研究課題
基盤研究(B)
環境性肺疾患は、粒子状化学物質や病原性微生物等を含む環境汚染物質の吸入曝露によって引き起こされる予後不良の慢性肺疾患である。その病態には肺胞マクロファージの初期炎症反応に続いて多様な免疫細胞および分子が入れ替わり関与すると考えられ、その複雑な生体応答反応は十分理解されていない。本研究ではマウスをモデル動物として用い、環境性肺疾患の病態をスカベンジャー受容体ファミリー分子に焦点を当てて時空間的に解析する。
環境性肺炎は、大気中汚染物質の曝露により引き起こされる慢性炎症疾患であり、その患者数は年々増加している。その病態には様々な免疫細胞が深く関与していると考えられているが、その病態は複雑であり詳細については未だに多くのことが判っていない。本研究では、PM2.5などの大気中微粒子の主成分の一つであるシリカ(二酸化珪素)による肺炎モデルマウスを用いて、肺胞内免疫細胞上に発現するスカベンジャー受容体(scavenger receptor: SR)ファミリー分子の病理的役割を明らかにした。
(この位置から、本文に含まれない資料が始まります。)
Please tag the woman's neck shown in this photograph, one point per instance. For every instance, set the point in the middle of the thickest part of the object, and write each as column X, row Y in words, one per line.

日常生活において私たちは常に多かれ少なかれPM2.5や粉塵といった大気中微粒子を吸い込んでいる。肺疾患の患者数は年々増加傾向にあり、その一因としてこのような環境微粒子曝露の可能性が考えられる。本研究では、環境微粒子の主成分の一つであるシリカ(二酸化珪素)の焦点を当て、その免疫細胞による認識機構を明らかにした。その成果は環境性肺疾患の病態の一端を明らかにするものであり、その新たな治療法の開発が期待される。